The Long Life of Trauma in the Time of Twitter
One of the biggest paradoxes of modern life is that, on the one hand, things move faster than they ever have (we Google and tweet and ‘gram) and on the other, we cannot transcend the way that psyches and bodies slowly metabolize experience, especially the traumatic kind. It takes years. Sometimes it takes decades. Often, it takes multiple lifetimes.
I’ve been thinking about this as I’ve been witnessing and sometimes participating in the conversation about race taking place in this country. I first read about the Charleston shooting on Twitter. It trickled into my consciousness in the form of 140-character fragments. I started stitching them together as I clicked on links. I felt a now familiar feeling — the rug pulled out from under me, a sense that whatever I had been preoccupied with just moments before was trivial in comparison to something so grave.
In the next moment, as I am still feeling that sense of familiar displacement, that inert devastation, I start to think about how I can or should respond. At first, in the case of Charleston, I thought that I couldn’t possibly post on Facebook because anything I could think to write wasn’t equal to the weight and tragedy of the event. I didn’t want to trivialize it in my haste. Then I started to see friends of color calling out white people’s silence on the topic and realized that my pause could be read as neglect rather than reverence. The last thing I wanted was to communicate, by not communicating, that this didn’t matter to me. So I posted something raw and pointed, something meant to communicate that I was feeling angry and sad and responsible.
Strangely, this is the emotional labor of the informed 21st century citizen: you learn about cataclysmic events, you react, you communicate a representation of that reaction. Or you don’t, and that may be fine, or it may be misread. It all happens so fast.

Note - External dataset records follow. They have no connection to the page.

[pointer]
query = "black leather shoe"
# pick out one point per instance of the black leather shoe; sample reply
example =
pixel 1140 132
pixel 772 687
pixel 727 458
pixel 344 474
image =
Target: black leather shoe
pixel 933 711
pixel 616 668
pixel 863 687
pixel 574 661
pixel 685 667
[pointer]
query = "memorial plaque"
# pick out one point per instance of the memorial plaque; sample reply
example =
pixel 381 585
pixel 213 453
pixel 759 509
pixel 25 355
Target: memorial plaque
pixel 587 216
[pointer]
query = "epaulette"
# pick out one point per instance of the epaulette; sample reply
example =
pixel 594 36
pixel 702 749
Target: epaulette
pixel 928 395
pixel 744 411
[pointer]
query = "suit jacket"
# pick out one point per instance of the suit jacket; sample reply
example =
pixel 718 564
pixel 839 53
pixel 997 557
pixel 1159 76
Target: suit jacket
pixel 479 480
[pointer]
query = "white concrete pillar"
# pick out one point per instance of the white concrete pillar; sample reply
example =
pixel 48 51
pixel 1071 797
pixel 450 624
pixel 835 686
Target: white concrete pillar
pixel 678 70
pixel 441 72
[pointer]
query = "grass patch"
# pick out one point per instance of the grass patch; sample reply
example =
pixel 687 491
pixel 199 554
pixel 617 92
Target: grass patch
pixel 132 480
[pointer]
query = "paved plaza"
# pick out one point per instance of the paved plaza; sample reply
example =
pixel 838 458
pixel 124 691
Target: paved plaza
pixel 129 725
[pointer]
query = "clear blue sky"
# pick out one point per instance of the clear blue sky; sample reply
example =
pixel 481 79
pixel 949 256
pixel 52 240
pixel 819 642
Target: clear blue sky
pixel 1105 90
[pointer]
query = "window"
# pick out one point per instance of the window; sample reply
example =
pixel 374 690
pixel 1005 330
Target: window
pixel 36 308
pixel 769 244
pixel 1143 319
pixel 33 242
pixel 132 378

And yet the residue of events like these doesn’t wash away in a flood of tweets. Pain has a profoundly long memory. Trauma affects us at a cellular level, makes us sick, gets passed down. The memory of dehumanization mutates, goes underground, and re-emerges in new forms on new days with new names — for both the person who was dehumanized and the person who did the dehumanizing.
I got very interested in the long memory of pain through my own grandmother’s life and death. I only met her a couple of times, but insatiably curious and a sucker for the truth, I spent some of my young 20s researching her life. What I learned was that she had experienced a lot of pain, never spoken, and therefore never metabolized, and that this pain had morphed into mental illness and this mental illness had kept her away from me. But something else that’s very interesting happened: despite being robbed of a relationship with her, I actually followed in her path in many mysterious ways. She wanted to be a writer, but never got to. I, not knowing this about her, became a writer.
It might be a coincidence, sure. Maybe I just come from literary stock and it manifests as a desire to write it all down. Or it might be a dynamic far more complex to trace, but no less real. It might be what psychologist Carl Jung called “genetic memory” — that we each inherit memories, feelings, and ideas from our ancestors via a “collective unconscious.” This means that trauma can travel beyond the limited space of one measly lifetime. This means that unlived dreams, like my grandmother’s, can hop onto the next host and stubbornly beg to be lived out.
It sounds new agey, but then you read things like this, and it turns out that science actually has some explanations for how our cells turn trauma on and off, pass them down as we procreate, keep pain alive for centuries. The relatively obscure field of epigenetics is teaching us all kinds of things about how emotions live in bodies.
Then you start to think about how very recent slavery actually was in this country. Its legal end was 1863, but it continued de facto long after that. You read Dr. Joy DeGruy on post-traumatic slave disorder. And you start to wonder if your own ancestors were slaves or slave owners, and either way, you realize that there is something your body is still metabolizing, no doubt, that is influencing how you respond to Charleston, how your respond to police shootings of unarmed black men, how you respond to the woman sitting across from you on the bus.
Acknowledging this duality is almost more than I can hold. I am the woman, fingers flying across the keyboard, posting a status update on Facebook about the tragedy in Charleston, trying to mobilize other white people to do something in real time and I am a repository for many lifetimes of traumatic experiences that went unspoken, a tomb of unspoken violations that never really die. I have my Twitter handle and my genetic memory. I have my urgency and my legacy. It all exists at once.
I can’t help but wonder if we would be more effective — as citizens, as organizers, as teachers, as parents — if we could spend more of our time tending to the long life of trauma (referenced so beautifully in john a. powell and Krista Tippett’s recent conversation). It’s daunting to investigate your own inheritance — either as the violated or the violator — and yet, it may be the only way we are ever going to dig out the roots of racial trauma in this country. All of us. No exceptions.